The only reason that we kept watching this movie was to see if it was the worst movie we'd ever seen. The jury is still out, but boy was this one bad.

There is no extra footage nor outtakes on the DVD as it appears that everything was done in one shot. This movie seems like it was cobbled together as an excuse to tell three different unscary campfire tales.

Sure to be a cult classic!

Rating: 4 stars
Summary: Creepy bunch of stories!
Review: Ok... so if you want the "plot" of this movie read some of the other reviews.

If you want to know how much it sucked then read this one. I think all the other reviewers were really too generous in their praise for this film. One of the reviews says watch this movie if you are bored. DONT it will increase your boredom. The stories are rediculous and badly acted [not in that great b-horror shlock kind of way either...if you want that then get killer Klowns from outerspace].

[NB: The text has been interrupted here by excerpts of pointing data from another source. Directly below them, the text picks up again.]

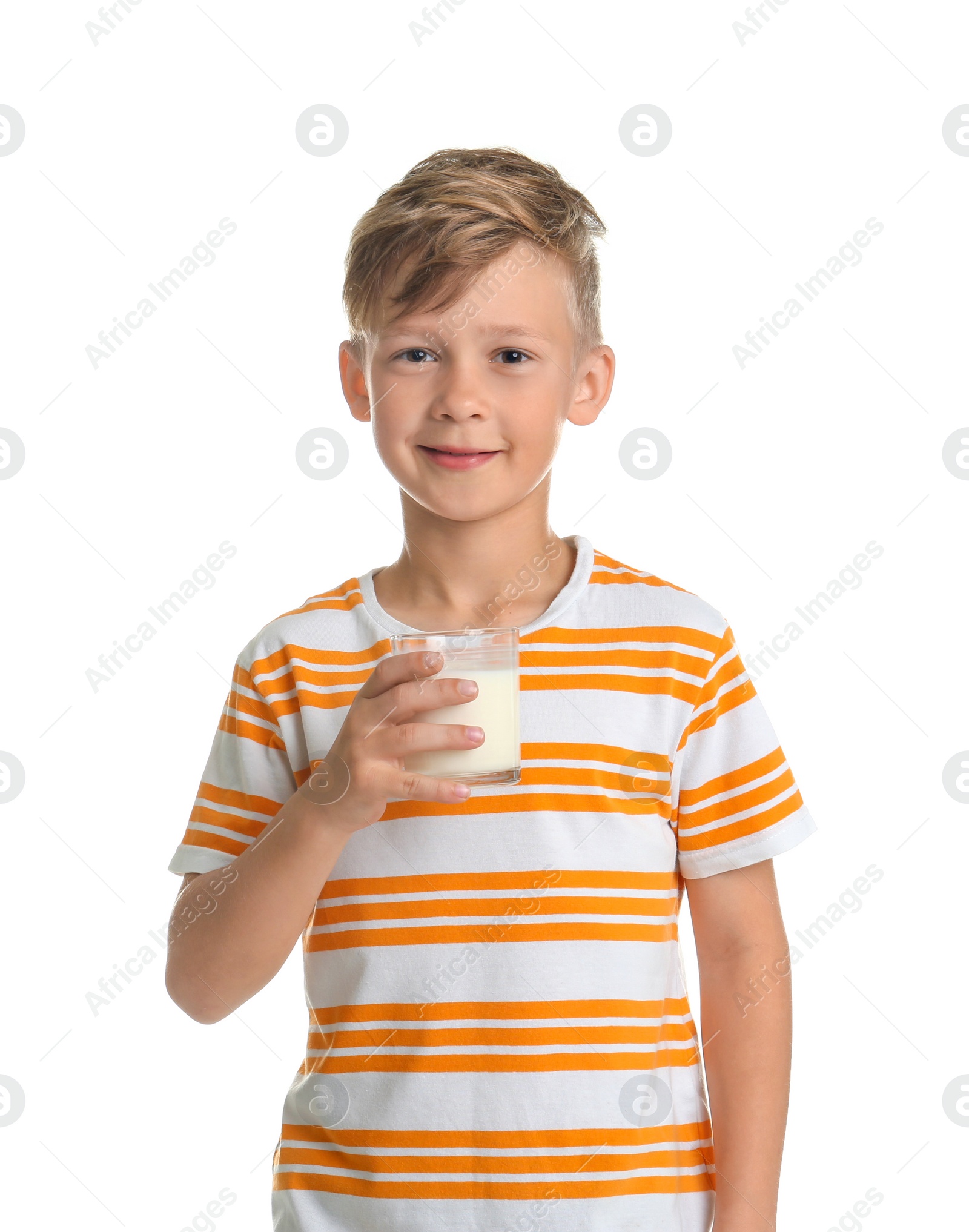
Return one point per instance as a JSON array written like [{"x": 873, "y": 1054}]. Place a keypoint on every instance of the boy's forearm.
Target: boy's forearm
[
  {"x": 747, "y": 1028},
  {"x": 245, "y": 921}
]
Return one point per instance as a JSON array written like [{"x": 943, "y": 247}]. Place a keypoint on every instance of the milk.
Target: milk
[{"x": 495, "y": 710}]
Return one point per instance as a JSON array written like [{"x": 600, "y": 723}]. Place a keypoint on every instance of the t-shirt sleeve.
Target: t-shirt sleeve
[
  {"x": 248, "y": 777},
  {"x": 734, "y": 796}
]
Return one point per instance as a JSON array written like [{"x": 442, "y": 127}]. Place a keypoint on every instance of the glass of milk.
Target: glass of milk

I'm not a buff by any means, but I do love horror, all kinds of horror, good bad, great, gory... you name it. But this movie is none of that...it's just boring and disapointing.

Don't buy this movie. Please. If you must then rent it.. then write a review like mine and tell everyone how bad it was.

Rating: 1 stars
Summary: What a waste of money.
Review: One of the worst movies I have ever seen. The acting was horrible and that is not too surprising. Kevin Spacey couldn't have delivered these lines convincingly. The only reason I gave it one star is the forrest ranger was creepy. He was the best part of the movie. I like teenage horror flicks, but the only horror for me here was the loss of some hard earned money.